La Licadho a produit une série de rapports depuis août 2019 sur les violations présumées des droits humains dans le secteur - une série qui a été accueillie avec une hostilité apparente de la part de l’industrie.

 

L'Association cambodgienne de micro-finance critique le rapport 

 

VOD rapporte que Kaing Tongngy, le porte-parole de l'Association cambodgienne de micro-finance a déclaré l'année dernière "Ces rapports sans fondement et incomplets donnent l'occasion à certaines personnes mal intentionnées de profiter de cette occasion pour publier et partager de manière incitative, provoquant le chaos social et affecte la réputation et la dignité des institutions financières, qui est l'épine dorsale de l'économie nationale »,

 

L'expression "inciter à la manière, provoquer le chaos social" semble faire écho à l'accusation pénale d'incitation à perturber la sécurité sociale", qui a été utilisée contre des dizaines de critiques du gouvernement ces dernières années et qui est passible d'une peine de prison de six mois à deux ans.

 

Tongngy a déclaré lundi que l'association s'interroge toujours sur les "véritables motifs et l'intégrité" des ONG.

 

ATM
Credit : Eduardo Soares

 

Le recours à l’endettement, un outil de développement 

 

VOD rapporte aussi les propos des différents acteurs du secteur.

 

Sandra Bergsteijn, porte-parole de Triodos Investment Management, actionnaire d’Acleda  qui a déclaré " que les violations des droits de l'homme "ne devraient bien sûr jamais être le cas" dans le secteur, et que Triodos examinerait comment les investisseurs internationaux pourraient contribuer à améliorer la situation locale " 

 

Néanmoins, la position de la société n'a pas changé : l'accès au financement est "vital pour le développement économique et social, ainsi que pour le développement personnel", a-t-elle déclaré.

 

 

La banque publique de développement allemande KfW a déclaré que la collecte de données et une étude "sont sur le point d'aboutir" et pourraient conduire à des changements potentiels dans les politiques.

 

La KfW a déclaré qu'elle "ne peut pas faire de commentaires" sur l'opportunité d'une action en justice contre les chercheurs de l'ONG, "car cela concerne les discussions en cours entre les institutions cambodgiennes, auxquelles la KfW ne participe pas".

 

La KfW continue de penser que "la micro-finance et sa contribution à l'éducation financière et à la finance responsable sont bénéfiques pour les Cambodgiens", et a ajouté que les questions de rentabilité ne s'appliquent pas à la KfW car "la KfW agit en tant qu'agence de mise en œuvre au nom du gouvernement allemand, et n'est pas axée sur la rentabilité."

 

La question de la dette est également apparue dans d'autres enquêtes récentes, dans le contexte des pertes de revenus des ménages dues aux perturbations de la Covid-19. 

 

Une enquête de World Vision réalisée au début de l'année a révélé que seulement 28 % des personnes interrogées déclaraient pouvoir couvrir leurs remboursements de prêts et que 37 % d'entre elles déclaraient s'endetter davantage en raison de la perte de revenus.

 

Ce problème de la dette est quelque fois accru par les emprunteurs qui peuvent mentir sur leur revenu afin d’avoir plus de prêt. 

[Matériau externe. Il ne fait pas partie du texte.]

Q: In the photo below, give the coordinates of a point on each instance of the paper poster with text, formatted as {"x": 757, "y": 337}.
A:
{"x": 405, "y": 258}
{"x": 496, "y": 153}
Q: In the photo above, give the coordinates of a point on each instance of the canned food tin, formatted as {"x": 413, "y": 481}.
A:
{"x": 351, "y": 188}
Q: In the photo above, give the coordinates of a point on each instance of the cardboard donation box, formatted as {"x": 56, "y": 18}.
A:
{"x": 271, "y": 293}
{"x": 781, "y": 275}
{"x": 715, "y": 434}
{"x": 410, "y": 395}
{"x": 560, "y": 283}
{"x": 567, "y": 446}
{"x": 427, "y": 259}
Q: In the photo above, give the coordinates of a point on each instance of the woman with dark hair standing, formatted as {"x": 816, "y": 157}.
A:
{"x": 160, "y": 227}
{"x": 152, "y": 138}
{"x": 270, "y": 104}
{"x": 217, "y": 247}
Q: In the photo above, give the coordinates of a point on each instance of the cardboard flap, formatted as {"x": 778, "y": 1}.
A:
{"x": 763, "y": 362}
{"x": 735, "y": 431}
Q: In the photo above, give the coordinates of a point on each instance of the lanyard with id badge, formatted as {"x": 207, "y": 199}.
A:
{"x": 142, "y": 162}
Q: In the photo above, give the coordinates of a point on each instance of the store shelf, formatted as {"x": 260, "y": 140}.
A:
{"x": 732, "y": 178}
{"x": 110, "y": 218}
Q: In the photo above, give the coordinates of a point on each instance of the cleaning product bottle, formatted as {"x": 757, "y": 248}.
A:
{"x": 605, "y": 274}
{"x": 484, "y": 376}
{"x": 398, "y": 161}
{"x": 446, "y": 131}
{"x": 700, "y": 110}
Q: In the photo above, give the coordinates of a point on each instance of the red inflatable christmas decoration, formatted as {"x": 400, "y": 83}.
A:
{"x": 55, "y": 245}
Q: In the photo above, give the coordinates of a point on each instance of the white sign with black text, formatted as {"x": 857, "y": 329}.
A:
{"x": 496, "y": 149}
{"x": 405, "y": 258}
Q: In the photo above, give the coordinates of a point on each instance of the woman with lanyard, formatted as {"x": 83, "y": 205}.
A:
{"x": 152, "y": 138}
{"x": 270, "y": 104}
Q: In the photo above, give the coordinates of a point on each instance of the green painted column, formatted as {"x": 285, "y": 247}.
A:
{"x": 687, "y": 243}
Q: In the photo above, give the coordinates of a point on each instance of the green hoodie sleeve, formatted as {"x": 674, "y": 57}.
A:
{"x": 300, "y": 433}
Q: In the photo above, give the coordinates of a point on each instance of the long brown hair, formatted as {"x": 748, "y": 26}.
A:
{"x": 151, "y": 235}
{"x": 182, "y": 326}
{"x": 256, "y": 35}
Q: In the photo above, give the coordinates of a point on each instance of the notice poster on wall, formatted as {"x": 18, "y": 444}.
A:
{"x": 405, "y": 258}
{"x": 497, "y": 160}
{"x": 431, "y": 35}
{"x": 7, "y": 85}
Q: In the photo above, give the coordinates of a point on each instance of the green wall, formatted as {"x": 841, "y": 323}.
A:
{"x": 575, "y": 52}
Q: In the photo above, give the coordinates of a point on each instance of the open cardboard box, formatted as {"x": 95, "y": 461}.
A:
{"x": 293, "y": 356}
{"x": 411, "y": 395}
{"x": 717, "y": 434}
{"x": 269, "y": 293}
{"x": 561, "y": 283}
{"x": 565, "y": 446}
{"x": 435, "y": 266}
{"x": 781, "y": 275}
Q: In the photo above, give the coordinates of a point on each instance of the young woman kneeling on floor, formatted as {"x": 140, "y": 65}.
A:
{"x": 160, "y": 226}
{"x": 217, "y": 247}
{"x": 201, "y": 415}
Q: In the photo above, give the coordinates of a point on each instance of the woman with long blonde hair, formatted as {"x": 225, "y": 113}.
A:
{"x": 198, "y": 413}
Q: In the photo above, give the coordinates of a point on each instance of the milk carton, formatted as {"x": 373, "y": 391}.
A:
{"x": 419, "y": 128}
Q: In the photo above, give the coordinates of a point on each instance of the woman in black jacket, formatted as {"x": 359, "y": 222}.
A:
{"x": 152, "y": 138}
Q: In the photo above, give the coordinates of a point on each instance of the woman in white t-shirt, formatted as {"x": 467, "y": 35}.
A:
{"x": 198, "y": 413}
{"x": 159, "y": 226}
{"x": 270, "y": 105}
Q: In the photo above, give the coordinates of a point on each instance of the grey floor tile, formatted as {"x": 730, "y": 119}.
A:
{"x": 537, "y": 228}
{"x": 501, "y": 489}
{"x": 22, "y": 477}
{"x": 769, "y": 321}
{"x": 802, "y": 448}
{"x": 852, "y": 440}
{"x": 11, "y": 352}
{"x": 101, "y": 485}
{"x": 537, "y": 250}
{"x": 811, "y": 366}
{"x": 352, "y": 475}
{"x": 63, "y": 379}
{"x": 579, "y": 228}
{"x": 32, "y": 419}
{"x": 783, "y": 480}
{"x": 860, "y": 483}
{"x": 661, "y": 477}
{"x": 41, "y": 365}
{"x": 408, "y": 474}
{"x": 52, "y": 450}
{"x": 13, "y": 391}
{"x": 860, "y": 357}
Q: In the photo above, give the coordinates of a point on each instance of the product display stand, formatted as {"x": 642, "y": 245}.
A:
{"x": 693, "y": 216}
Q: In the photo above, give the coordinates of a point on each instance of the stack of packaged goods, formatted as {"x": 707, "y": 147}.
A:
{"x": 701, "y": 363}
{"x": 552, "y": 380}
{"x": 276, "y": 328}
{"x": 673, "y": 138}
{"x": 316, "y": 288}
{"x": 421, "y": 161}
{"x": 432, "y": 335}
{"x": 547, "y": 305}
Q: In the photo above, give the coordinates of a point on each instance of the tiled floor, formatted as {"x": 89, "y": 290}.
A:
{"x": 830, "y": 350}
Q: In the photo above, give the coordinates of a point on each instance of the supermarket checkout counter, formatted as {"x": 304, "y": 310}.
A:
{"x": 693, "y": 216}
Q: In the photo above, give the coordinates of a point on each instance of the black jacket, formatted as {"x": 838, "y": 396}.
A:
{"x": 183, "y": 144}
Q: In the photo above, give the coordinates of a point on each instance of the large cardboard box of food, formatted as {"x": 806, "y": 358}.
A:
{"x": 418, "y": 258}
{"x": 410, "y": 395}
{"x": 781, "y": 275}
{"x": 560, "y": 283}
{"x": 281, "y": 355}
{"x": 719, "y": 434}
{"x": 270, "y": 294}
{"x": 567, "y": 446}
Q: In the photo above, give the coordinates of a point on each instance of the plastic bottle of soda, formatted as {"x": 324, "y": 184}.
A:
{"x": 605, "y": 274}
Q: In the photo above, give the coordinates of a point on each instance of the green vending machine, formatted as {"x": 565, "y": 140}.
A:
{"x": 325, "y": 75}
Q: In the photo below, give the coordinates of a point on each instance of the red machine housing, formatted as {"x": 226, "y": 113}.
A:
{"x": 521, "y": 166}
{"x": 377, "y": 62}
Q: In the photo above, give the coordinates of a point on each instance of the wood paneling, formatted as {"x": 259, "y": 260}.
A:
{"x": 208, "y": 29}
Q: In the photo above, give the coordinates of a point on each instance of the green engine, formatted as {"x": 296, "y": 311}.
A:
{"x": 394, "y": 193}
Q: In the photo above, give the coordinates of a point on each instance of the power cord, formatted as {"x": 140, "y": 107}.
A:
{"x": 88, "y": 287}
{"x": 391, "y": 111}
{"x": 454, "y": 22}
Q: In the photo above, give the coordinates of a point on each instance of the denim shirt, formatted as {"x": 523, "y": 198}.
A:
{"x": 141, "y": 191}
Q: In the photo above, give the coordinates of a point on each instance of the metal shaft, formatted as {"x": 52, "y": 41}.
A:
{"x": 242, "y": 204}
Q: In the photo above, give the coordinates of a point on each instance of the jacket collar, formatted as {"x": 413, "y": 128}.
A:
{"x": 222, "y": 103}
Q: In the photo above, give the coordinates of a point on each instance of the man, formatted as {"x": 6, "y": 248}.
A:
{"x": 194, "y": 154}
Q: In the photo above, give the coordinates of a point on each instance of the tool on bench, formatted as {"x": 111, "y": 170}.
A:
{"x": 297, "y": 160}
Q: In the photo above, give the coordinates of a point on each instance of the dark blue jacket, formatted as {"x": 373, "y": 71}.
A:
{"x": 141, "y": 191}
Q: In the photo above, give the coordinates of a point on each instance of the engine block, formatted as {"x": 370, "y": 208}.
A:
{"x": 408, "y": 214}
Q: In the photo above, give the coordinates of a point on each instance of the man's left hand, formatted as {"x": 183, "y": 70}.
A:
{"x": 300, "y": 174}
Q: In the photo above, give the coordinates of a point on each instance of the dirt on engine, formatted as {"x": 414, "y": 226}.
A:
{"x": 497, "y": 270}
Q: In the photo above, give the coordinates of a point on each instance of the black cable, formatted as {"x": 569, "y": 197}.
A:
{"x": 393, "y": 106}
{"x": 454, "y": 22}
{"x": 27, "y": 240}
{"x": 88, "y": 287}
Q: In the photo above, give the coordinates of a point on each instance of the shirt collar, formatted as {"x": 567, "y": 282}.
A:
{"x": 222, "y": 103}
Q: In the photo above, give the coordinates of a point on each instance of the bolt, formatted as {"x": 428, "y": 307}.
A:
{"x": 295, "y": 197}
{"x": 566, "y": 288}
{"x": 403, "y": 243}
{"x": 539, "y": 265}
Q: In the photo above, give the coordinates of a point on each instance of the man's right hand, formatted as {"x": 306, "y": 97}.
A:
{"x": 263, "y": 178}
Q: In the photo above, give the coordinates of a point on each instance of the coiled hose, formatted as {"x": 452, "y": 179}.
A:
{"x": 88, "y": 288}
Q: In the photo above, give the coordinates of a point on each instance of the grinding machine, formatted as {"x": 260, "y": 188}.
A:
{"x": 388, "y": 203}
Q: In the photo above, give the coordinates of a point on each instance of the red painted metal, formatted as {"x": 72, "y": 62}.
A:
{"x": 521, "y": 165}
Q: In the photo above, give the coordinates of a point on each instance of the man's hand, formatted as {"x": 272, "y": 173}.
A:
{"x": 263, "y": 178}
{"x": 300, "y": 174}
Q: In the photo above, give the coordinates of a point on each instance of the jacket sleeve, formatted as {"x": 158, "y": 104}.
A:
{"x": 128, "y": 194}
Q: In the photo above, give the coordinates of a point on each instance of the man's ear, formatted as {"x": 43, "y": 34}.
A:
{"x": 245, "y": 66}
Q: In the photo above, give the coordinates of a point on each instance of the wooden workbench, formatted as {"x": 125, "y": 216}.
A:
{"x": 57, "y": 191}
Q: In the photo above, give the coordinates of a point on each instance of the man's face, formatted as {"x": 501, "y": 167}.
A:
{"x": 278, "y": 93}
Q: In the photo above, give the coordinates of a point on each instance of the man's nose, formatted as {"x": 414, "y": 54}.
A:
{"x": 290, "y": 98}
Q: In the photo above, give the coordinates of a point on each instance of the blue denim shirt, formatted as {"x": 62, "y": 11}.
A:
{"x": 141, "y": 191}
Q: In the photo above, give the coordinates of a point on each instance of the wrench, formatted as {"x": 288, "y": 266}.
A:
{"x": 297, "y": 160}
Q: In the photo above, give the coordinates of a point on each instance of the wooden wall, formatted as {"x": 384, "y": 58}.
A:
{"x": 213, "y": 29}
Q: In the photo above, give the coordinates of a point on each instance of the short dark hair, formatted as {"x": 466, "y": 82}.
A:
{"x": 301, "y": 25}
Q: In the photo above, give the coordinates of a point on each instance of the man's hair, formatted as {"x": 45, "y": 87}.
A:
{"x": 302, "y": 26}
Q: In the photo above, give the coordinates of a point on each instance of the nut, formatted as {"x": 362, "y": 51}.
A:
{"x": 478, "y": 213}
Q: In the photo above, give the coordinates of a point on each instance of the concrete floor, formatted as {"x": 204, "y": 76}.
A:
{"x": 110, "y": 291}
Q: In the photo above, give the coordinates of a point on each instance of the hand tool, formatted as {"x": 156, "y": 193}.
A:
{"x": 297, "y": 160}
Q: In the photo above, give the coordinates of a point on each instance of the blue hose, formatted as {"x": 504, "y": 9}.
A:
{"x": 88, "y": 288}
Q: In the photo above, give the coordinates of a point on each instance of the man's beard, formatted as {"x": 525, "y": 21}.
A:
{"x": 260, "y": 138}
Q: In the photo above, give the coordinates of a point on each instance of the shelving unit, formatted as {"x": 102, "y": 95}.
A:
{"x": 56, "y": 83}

Le directeur d'une école nous confiait avant la crise covid : « Avec la plupart de mes employés cambodgiens, dès qu’ils avaient fini leur période d’essai, ils me demandaient une attestation de salaire pour avoir recours à un crédit. Dans la plupart des cas, ils me demandaient de mentir et de déclarer un salaire supérieur à ce qu’ils percevaient ».

 

La Licadho a aussi pointé du doigt le manque de vérification des IFM qui met les familles en difficulté. 

 

Peu instruites, mal informées bien souvent, elles n’ont pas une idée claire de la charge de la dette sur leur budget mensuel.